FORUM ENERGAIA : lettre ouverte aux conférencier.es

Vous êtes invité(e) à intervenir au Forum Energaia à Montpellier les 13 et 14 décembre Nous tenons à vous faire part d’une réalité régionale qui ne sera certainement pas évoquée dans ce cadre officiel.

Nous sommes un groupe de vigilance citoyenne, une alerte collective. Attachés aux valeurs des territoires ruraux où nous vivons, partisans de la sobriété et de l’efficacité énergétique et d’un développement raisonné des énergies renouvelables, depuis des années nous alertons sur les impacts négatifs des projets éoliens industriels.

     En Occitanie, l’implantation massive de plusieurs centaines d’éoliennes – en particulier dans nos parcs naturels régionaux (Grands Causses, Haut-Languedoc et Narbonnaise) et dans les massifs de l’Aude, de la Lozère et des Pyrénées Orientales – détruit des pans entiers de nos réservoirs de biodiversité et dégrade nos paysages qui sont une des richesses de notre région.
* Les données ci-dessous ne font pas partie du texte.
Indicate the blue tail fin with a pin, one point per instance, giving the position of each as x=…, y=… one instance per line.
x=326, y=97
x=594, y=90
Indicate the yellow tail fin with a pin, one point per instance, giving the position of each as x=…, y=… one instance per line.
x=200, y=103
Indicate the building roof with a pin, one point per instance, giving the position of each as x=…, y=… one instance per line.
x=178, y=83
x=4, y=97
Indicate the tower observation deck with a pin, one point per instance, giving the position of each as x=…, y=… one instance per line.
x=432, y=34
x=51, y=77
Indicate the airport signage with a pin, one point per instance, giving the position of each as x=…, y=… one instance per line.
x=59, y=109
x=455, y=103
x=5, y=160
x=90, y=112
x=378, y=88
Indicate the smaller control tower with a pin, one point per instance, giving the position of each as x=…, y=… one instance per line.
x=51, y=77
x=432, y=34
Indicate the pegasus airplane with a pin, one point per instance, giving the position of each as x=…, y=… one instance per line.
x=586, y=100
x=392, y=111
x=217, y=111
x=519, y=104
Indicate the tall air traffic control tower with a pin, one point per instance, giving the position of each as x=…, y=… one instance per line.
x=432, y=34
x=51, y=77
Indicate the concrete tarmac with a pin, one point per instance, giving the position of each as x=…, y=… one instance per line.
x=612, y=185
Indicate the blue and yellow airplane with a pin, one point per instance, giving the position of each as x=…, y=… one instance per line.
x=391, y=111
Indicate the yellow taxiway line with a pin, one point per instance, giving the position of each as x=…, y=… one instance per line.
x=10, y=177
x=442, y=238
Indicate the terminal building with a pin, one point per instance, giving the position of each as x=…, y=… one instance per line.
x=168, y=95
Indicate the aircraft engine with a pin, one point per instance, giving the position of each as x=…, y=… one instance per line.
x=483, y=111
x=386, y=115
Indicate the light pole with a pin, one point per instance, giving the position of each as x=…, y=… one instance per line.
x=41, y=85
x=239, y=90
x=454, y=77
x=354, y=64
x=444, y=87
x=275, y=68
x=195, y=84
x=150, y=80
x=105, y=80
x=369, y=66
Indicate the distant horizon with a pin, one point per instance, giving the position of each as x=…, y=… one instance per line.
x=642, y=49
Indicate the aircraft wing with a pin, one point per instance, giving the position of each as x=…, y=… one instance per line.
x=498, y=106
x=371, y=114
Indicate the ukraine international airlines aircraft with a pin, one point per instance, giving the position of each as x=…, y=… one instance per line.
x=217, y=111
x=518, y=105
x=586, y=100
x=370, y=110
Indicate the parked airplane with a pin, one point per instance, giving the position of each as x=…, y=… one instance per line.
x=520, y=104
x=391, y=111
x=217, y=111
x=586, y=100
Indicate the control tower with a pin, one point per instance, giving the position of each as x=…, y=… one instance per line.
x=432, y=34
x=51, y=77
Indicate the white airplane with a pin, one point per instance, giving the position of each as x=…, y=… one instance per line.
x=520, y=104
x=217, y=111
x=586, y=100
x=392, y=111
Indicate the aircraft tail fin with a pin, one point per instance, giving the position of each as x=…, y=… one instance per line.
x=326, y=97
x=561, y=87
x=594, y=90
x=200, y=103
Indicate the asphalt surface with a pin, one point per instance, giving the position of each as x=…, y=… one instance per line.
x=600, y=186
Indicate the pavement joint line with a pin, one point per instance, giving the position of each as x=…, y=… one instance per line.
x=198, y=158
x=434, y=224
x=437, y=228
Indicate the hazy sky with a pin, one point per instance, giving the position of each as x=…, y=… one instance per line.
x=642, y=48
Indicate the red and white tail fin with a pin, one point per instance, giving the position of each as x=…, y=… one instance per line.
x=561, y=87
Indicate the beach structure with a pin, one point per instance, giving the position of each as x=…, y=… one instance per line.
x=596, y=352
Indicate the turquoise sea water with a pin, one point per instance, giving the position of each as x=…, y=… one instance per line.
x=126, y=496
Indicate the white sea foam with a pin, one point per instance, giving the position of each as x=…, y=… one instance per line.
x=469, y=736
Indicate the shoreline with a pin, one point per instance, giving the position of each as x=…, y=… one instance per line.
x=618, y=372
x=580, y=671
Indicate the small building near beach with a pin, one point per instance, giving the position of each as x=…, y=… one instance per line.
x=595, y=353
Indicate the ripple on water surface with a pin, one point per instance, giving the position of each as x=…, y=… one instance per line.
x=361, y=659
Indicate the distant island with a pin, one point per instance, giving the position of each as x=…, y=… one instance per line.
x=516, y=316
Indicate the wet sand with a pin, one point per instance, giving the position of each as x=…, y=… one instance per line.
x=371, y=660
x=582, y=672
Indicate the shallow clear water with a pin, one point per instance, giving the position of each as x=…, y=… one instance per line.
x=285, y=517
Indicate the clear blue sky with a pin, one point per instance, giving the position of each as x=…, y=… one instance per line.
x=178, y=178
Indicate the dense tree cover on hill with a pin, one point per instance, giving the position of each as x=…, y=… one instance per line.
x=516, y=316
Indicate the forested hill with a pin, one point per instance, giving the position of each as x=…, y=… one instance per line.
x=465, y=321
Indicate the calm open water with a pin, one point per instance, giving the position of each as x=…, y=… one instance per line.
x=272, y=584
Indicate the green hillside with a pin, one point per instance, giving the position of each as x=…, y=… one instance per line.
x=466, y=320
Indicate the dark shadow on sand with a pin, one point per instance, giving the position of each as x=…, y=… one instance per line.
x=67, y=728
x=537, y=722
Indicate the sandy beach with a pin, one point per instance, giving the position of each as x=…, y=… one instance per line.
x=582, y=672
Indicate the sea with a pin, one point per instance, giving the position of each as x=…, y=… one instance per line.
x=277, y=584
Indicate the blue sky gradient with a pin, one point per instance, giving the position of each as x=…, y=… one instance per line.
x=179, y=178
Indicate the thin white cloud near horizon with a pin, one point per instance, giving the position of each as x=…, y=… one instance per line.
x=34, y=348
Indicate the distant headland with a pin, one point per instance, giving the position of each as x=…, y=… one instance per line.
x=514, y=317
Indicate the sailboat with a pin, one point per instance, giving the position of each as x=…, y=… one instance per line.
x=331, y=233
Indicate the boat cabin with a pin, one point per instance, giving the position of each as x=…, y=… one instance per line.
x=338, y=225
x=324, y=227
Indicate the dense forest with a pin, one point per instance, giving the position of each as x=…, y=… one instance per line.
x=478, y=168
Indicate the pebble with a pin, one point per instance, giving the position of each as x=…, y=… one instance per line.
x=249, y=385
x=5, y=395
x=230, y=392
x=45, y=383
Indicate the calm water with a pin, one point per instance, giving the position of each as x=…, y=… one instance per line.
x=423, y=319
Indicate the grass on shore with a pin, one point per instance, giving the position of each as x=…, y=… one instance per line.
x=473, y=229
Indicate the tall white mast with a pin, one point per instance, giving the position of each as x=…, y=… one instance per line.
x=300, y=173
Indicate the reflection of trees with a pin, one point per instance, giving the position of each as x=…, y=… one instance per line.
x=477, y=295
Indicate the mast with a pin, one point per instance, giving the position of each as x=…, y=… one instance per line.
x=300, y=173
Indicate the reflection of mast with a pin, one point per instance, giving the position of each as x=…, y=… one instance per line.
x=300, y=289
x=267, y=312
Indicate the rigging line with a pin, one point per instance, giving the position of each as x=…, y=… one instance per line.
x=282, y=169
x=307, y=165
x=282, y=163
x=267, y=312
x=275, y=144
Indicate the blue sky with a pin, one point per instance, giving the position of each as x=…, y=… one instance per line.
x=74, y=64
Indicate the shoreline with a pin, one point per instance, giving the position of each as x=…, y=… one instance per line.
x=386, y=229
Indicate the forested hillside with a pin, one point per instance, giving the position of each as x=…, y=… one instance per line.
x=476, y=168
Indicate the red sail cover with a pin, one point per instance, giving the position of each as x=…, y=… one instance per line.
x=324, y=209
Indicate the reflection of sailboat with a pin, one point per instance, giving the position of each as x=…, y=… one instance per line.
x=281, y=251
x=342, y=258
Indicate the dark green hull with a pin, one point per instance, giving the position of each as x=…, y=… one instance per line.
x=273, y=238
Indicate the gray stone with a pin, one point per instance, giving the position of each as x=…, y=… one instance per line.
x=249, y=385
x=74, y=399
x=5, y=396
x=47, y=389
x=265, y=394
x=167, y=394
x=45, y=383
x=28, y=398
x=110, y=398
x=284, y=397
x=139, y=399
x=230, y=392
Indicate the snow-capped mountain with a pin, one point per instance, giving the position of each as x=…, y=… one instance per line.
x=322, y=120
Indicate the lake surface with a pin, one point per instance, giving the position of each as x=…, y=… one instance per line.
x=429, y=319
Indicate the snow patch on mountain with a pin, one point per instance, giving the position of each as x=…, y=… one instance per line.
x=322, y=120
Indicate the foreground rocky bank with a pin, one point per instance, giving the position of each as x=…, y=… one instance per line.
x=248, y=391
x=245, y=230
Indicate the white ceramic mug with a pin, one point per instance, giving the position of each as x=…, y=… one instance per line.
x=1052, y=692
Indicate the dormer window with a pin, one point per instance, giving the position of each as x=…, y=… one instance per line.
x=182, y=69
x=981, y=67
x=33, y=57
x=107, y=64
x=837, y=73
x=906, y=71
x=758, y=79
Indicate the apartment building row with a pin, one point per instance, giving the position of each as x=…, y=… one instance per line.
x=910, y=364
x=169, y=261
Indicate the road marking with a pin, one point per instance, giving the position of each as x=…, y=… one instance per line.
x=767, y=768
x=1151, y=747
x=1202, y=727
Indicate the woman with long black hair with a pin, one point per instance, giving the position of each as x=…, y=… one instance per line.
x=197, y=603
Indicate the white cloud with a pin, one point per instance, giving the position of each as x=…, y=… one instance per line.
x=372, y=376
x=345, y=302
Cette industrialisation porte atteinte à la vie sociale et économique de zones rurales particulièrement fragiles. Or celles-ci constituent pourtant des réserves de ressourcement et de bien-être pour les habitants des villes, au regard d’une métropolisation sans cesse croissante.

Leur patrimoine naturel, paysager, historique et culturel doit être donc préservé et mis en valeur. Il contribue à l’attractivité de nos territoires, condition aussi d’un développement économique et touristique, au maintien des services publics pour à la population qui les habitent.

Nos territoires ont atteint le seuil limite d’acceptabilité sociale et environnementale en matière d’industrialisation éolienne et les pouvoirs publics veulent encore multiplier par 5 le nombre d’éoliennes en Occitanie d’ici 2040 ! Les méthodes décisionnelles très particulières, sous la pression des opérateurs eux-mêmes, en faveur exclusive de l’éolien industriel, discréditent une transition énergétique pourtant nécessaire, mais qui ne peut pas se réaliser à un prix si élevé pour les ruraux.

L’éolien industriel n’est pas la solution unique et certainement pas la plus acceptable pour répondre à nos problèmes énergétiques. L’intérêt que lui portent nos collectivités locales tient essentiellement aux revenus qu’il promet en réponse à leurs besoins de recettes. Les territoires disposent de ressources alternatives énergétiques à améliorer ou à explorer (biomasse, géothermie, énergie solaire, hydraulique, marine…) en mobilisant les capacités de recherche-développement et de production.

Les habitants, les collectivités et les entreprises pourraient être plus résolument soutenus pour améliorer leurs efficacités énergétiques. Une politique dans ce sens réduirait nos factures d’électricité, améliorerait notre bilan carbone régional et dynamiserait notre recherche, notre industrie et nos PME.

            Une politique du bien commun, innovante, adaptée à nos territoires  ne peut que s’appuyer sur une mobilisation citoyenne, un vrai dialogue entre la population, les élus et les administrations.

Nos territoires ont déjà beaucoup donné (hydroélectricité principalement) et peuvent encore donner mais avec des énergies renouvelables plus acceptables du point de vue social, économique et environnemental (tout ce que n’est pas l’éolien industriel), dans le respect de leur intégrité patrimoniale et de leurs habitants.